1
头图

Guide

This article mainly shares some attempts and explorations made by the quality course test team in the last one and a half years to ensure the stability of the big promotion. For example, how to accurately estimate the user traffic at the moment of opening the gate, how to better perform verification and back-testing after performance optimization, and how to solve the embarrassment of the static pressure test in the dead of night, etc. What is gratifying is that, after continuous testing and optimization, all the services of the premium class have shown good stability and reliability under the transaction flow of several billions.

Author / Youdao Quality Course Test and Development Team

Edit/Ein

background

Similar to the e-commerce platform’s 618, Double 11 promotion, there are also two important time nodes for online education platforms: April will continue in the summer and autumn, and October will continue in the cold and spring. The production and research side needs to focus on sales strategies and sales expectations. Provide support in various aspects such as renewal tools, data accounting, and process integration. As a tester, on the basis of ensuring that the function is available, it is necessary to maintain the high availability of the system under the condition of a sudden increase of more than ten times the flow through the means of full link pressure testing, and exercise various degradations, current limiting, fusing, and monitoring , Emergency plan, try our best to ensure that there is no problem with the highest peak of traffic, and even if there is a problem, it can quickly find-locate-deal with-restore.

Concrete practice

Overall goal

In a word: to ensure the overall stability of the system at the moment of opening the gate and during the event.

Further refinement can include the following points:

  1. Capacity planning: Based on the overall flow and business goals, estimate the capacity that each subsystem needs to meet, and combine the pressure test conditions to properly expand and optimize the system to ensure that the system can meet the business flow pressure.
  2. Flow control and degradation: The system needs to prevent the flow from exceeding the supportable capacity, limit the flow beyond the design, and degrade the overloaded or abnormal services in a timely manner.
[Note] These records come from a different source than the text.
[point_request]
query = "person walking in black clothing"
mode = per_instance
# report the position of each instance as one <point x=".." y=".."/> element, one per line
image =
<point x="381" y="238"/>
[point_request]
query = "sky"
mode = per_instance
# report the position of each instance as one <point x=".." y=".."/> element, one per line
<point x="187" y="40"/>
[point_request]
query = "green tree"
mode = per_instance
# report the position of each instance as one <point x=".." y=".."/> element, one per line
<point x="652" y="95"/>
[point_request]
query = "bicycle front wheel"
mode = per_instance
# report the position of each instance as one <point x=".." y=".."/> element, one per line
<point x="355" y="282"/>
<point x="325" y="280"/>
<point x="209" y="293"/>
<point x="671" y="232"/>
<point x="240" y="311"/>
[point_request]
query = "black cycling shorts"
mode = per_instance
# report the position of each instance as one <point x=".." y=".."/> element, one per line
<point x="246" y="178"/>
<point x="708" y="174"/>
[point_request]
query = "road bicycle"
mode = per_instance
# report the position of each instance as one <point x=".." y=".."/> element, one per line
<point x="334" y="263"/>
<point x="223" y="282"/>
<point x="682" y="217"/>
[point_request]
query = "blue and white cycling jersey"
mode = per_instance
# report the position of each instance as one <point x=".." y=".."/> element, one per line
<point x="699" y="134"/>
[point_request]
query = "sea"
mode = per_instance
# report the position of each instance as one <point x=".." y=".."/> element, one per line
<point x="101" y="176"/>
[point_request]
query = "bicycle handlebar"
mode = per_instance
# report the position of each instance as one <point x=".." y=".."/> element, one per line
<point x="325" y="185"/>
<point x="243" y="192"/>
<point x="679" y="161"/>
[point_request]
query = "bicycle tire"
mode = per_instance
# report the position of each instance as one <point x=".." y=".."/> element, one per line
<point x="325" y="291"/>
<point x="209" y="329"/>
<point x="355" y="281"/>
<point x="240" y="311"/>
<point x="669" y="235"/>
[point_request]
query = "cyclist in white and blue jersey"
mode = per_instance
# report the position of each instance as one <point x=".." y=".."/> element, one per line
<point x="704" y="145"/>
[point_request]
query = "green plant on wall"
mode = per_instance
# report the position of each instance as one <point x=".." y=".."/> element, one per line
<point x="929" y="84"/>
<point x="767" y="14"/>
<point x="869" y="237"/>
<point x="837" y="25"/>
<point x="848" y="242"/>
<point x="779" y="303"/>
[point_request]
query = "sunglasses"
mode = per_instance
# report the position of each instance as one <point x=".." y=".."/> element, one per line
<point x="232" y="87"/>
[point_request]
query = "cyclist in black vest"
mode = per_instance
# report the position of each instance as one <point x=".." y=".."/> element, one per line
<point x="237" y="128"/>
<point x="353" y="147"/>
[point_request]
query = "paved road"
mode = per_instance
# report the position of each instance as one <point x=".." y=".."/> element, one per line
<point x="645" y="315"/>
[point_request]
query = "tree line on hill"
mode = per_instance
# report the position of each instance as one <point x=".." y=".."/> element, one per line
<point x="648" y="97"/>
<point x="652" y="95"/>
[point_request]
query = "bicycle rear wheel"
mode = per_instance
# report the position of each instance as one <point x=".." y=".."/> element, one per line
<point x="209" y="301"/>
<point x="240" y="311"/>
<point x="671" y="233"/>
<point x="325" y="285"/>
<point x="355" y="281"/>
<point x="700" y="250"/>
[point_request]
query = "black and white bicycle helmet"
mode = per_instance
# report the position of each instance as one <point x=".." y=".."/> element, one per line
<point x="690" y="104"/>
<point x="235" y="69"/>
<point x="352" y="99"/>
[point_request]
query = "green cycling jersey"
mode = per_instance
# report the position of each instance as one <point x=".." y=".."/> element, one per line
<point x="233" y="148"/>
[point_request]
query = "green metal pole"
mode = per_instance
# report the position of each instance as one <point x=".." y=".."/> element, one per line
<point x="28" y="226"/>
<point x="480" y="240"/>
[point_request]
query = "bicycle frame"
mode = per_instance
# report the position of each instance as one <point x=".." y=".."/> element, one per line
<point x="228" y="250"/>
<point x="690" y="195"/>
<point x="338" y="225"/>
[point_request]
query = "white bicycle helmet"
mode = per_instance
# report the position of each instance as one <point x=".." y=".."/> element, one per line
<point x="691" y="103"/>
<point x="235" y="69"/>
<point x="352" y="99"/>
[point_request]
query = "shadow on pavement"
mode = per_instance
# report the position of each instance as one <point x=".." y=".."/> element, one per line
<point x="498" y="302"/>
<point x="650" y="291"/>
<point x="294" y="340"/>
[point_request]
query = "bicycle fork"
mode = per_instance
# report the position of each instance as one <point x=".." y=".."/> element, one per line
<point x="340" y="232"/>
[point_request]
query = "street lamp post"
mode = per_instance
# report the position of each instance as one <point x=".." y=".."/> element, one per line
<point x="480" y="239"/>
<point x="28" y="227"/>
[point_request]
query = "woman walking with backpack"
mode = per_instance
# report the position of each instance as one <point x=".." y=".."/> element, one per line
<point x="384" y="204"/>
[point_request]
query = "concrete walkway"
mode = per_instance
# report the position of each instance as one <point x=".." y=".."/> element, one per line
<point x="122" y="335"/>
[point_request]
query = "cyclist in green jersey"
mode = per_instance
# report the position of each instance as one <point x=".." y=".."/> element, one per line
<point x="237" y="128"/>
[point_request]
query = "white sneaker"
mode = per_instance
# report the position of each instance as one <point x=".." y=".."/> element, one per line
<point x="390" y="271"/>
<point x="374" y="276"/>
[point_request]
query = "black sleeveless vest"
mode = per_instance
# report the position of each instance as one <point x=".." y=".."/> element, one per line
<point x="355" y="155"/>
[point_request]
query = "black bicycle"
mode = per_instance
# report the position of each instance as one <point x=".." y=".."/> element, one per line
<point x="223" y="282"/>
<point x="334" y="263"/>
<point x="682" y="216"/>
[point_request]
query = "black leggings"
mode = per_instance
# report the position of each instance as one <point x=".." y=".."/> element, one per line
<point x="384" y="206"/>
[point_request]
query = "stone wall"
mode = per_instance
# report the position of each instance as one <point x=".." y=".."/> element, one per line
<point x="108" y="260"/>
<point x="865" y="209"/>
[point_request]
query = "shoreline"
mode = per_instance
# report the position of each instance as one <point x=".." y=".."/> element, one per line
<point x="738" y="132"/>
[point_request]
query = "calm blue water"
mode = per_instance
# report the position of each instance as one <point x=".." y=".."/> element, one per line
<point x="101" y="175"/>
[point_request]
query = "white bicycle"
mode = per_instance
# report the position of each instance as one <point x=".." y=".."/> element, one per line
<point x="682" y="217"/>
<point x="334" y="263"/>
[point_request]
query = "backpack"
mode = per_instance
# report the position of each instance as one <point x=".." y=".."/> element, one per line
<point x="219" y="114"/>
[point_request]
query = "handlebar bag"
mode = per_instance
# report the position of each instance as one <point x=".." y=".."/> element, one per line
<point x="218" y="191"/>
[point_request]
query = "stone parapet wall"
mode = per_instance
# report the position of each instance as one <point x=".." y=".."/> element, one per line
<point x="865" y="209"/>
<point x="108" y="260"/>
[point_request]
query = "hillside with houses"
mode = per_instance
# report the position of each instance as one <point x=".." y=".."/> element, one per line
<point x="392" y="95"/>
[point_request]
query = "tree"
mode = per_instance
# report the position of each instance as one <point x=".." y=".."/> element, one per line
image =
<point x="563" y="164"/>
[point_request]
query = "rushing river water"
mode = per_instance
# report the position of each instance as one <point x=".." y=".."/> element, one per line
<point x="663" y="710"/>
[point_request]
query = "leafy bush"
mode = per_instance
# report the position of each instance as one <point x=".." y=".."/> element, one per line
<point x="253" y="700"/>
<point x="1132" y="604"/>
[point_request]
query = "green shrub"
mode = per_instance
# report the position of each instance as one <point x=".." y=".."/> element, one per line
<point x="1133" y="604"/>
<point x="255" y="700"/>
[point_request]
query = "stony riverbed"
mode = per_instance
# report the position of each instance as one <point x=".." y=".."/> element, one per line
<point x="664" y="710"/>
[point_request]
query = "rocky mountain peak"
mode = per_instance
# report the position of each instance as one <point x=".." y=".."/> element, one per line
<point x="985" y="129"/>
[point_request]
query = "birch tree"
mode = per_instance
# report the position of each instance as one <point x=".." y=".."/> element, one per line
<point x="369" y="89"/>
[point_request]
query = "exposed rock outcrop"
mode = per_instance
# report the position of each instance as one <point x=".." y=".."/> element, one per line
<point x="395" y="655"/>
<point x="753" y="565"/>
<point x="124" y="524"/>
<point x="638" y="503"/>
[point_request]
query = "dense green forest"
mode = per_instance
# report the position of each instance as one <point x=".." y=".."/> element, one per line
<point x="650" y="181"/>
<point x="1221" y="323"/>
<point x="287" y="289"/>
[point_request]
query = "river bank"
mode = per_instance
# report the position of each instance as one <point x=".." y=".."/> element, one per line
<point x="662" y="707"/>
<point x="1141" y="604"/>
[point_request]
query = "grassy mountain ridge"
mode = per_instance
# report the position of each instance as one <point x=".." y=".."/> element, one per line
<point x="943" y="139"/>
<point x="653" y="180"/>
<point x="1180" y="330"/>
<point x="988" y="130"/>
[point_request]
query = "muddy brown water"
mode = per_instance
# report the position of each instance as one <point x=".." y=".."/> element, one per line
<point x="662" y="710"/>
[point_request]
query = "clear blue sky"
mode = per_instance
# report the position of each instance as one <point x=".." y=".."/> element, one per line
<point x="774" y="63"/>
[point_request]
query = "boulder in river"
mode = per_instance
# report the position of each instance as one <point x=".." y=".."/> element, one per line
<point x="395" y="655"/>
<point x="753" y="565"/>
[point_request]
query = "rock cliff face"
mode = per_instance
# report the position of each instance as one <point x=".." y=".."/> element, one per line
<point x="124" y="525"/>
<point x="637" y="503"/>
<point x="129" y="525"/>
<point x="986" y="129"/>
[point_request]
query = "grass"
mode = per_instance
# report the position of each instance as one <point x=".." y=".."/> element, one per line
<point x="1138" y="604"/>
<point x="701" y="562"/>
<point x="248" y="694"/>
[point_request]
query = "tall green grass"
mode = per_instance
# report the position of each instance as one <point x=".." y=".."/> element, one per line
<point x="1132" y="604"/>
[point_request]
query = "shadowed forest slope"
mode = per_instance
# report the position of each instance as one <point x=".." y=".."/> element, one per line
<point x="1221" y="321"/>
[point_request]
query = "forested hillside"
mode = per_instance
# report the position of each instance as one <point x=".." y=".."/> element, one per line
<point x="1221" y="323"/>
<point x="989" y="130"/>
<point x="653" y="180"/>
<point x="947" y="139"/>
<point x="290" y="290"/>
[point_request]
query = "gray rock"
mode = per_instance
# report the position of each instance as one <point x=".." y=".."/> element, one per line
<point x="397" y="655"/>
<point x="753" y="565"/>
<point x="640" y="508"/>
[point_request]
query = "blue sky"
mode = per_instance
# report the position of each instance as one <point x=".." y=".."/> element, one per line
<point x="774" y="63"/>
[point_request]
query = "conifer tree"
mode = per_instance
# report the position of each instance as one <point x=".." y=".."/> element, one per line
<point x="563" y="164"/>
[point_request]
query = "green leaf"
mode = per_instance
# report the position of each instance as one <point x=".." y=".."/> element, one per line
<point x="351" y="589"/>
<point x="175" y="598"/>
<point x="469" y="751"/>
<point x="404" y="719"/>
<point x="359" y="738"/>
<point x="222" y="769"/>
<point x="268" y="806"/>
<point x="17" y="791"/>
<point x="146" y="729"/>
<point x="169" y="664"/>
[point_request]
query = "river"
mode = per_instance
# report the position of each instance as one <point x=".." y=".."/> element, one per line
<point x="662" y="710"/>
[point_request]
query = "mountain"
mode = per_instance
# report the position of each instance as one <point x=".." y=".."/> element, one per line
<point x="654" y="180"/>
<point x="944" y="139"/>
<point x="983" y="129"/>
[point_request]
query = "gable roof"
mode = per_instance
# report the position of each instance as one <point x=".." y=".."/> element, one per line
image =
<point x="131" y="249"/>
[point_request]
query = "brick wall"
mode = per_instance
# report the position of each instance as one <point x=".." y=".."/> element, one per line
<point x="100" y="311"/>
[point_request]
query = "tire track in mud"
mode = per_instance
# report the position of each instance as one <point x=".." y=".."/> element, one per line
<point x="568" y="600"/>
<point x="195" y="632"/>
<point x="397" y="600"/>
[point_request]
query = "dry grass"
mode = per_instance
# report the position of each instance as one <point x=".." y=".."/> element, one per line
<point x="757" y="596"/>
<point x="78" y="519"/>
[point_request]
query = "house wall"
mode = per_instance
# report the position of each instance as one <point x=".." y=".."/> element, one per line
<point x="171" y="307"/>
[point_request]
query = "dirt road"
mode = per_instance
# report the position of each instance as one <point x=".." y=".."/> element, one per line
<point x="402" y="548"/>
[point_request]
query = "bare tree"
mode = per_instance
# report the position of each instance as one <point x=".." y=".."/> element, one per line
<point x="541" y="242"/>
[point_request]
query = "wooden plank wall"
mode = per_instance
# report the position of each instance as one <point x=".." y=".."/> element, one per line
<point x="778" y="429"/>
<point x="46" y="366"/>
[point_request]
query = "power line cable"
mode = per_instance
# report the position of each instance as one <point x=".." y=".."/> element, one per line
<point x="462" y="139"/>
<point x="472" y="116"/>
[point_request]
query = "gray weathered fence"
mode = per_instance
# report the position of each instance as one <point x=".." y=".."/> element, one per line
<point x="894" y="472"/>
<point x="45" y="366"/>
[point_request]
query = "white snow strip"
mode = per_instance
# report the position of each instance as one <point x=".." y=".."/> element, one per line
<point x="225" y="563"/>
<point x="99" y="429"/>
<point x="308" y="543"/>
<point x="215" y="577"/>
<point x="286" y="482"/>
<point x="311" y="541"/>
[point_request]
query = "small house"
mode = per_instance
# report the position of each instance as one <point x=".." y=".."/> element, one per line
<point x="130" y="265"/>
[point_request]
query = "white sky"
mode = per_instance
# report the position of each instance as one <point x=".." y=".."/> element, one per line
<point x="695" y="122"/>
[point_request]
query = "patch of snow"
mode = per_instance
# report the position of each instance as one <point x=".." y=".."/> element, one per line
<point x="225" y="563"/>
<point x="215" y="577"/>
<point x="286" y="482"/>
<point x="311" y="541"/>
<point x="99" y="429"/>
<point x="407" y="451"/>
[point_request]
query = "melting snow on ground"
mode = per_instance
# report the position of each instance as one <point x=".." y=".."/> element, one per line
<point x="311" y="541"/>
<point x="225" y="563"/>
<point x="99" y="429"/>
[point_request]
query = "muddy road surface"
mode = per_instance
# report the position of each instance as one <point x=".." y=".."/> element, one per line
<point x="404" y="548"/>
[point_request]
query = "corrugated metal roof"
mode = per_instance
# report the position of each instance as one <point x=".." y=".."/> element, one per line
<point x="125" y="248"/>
The main verification here: the rationality and availability of current limiting and downgrading strategies.
  3. Monitoring: Test whether existing monitoring methods can reasonably discover and expose problems, so as to provide early warning of problems and achieve early detection and early treatment.
  4. Rehearsal plan: A comprehensive rehearsal of the problems that the system may face, such as basic service abnormalities, computer room failures, and other disaster simulation methods to check system performance and prepare reasonable solutions.

Process


Figure ①Basic test process


Figure ② Problem discovery and location

Common problem solution sharing

Determination of pressure test model

The model mainly includes two aspects: path and index.

Path: Mainly refers to the user's operation path in actual activities. The conversion to the service is the serial or parallel call method and call sequence of each interface. It is mainly obtained by obtaining sop from the product side for packet capture and conversion.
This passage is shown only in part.